LINQ Skip still enumerates skipped items

Question

In the following test:

int[] data = { 1, 2, 3, 4, 5, 6, 7, 8, 9, 10 };
Func<int, int> boom = x => { Console.WriteLine(x); return x; };
var res = data.Select(boom).Skip(3).Take(4).ToList();
Console.WriteLine();
res.Select(boom).ToList();

The result is:

1
2
3
4
5
6
7

4
5
6
7

Essentially, I observed that in this example, Skip() and Take() work well, Skip() is not as lazy as Take(). It seems that Skip() still enumerates the items skipped, even though it does not return them.

The same applies if I do Take() first. My best guess is that it needs to enumerate at least the first skip or take, in order to see where to go with the next one.

Why does it do this?

Answer 1

Skip() and Take() both operate on IEnumerable<>.
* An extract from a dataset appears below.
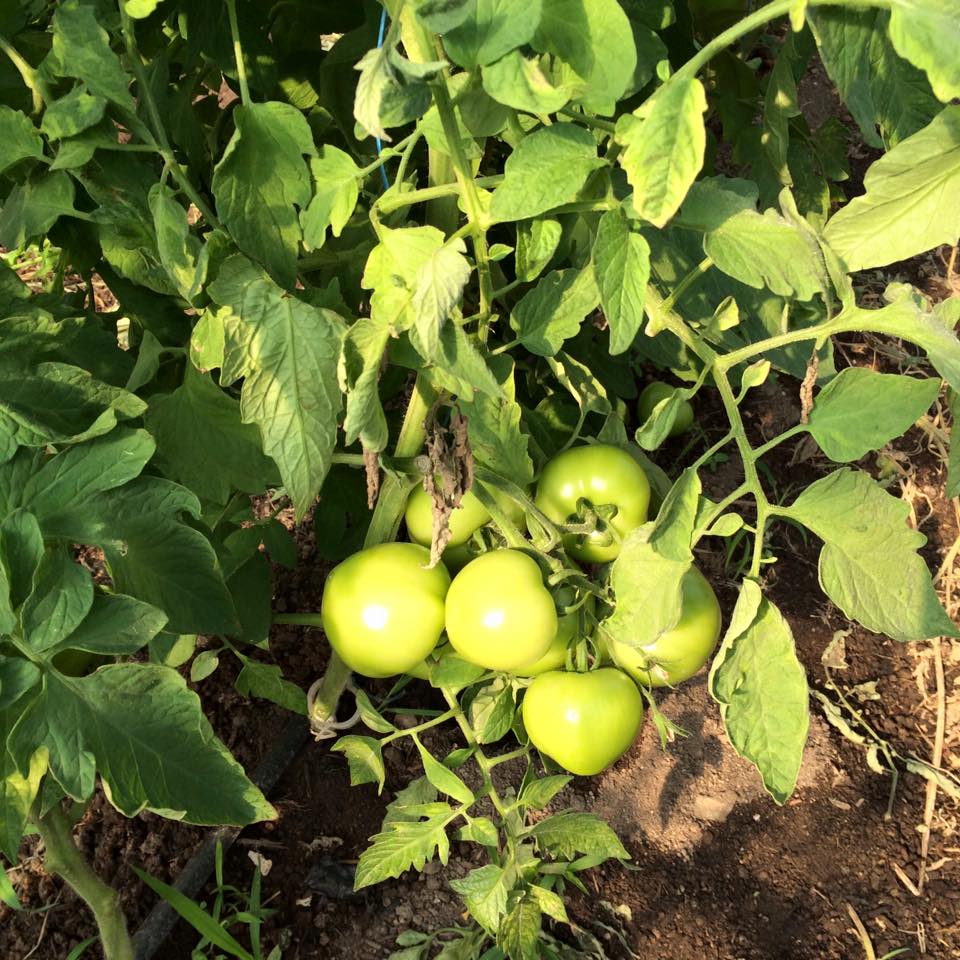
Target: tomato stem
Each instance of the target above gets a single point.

IEnumerable<> does not support skipping ahead -- it can only give you one item at a time. With this in mind, you can think of the Skip() more as a filter -- it still touches all the items in the source sequence, but it filters out however many you tell it to. And importantly, it filters them out from getting to whatever is next, not for whatever is in front of it.

So, by doing this:

data.Select(boom).Skip(3)

You are performing boom() on each item before they get to the Skip() filter.

If you instead changed it to this, it would filter prior to the Select and you would call boom() on only the remaining items:

data.Skip(3).Take(4).Select(boom)

Answer 2

This behaviour maybe will be changed in the future, as can be seen here in this discussion about a Pull Request that optimizes the behaviour of the Skip method for sources that implement the IList interface.

Answer 3

Not an answer, but think about how Skip(...) would be implemented. Here's one way to do it:

public static IEnumerable<T> Skip<T>(this IEnumerable<T> list, int count)
{
    foreach (var item in list)
    {
        if (count > 0) count--;
        else yield return item;
    }
}

Notice that the whole list argument is enumerated even though only a subset is returned.

Answer 4

If you decompile Enumerable, you will see the following implementation of Skip:

while (count > 0 && e.MoveNext())
  --count;

and the following implementation of Take:

foreach (TSource source1 in source)
{
  yield return source1;
  if (--count == 0) break;
}

So, both of these LINQ methods actually enumerate through these items. The difference is whether an enumerated item will be placed in the resulting collection or not. That's how IEnumerable does work.

Answer 5

They both iterate the collection. And then turnout with the final collection. Its just like a simple for loop having a if else condition in it.

Moreover you're selecting it first using boom, it prints the item of collection.

By this example you can not tell if skip() or take() iterates the whole collection or not but the matter of fact, they do.

Answer 6

assuming i have understood your question correctly.

the boom func executes before the skip operation.

try to select data after skip and take , you will get the exact.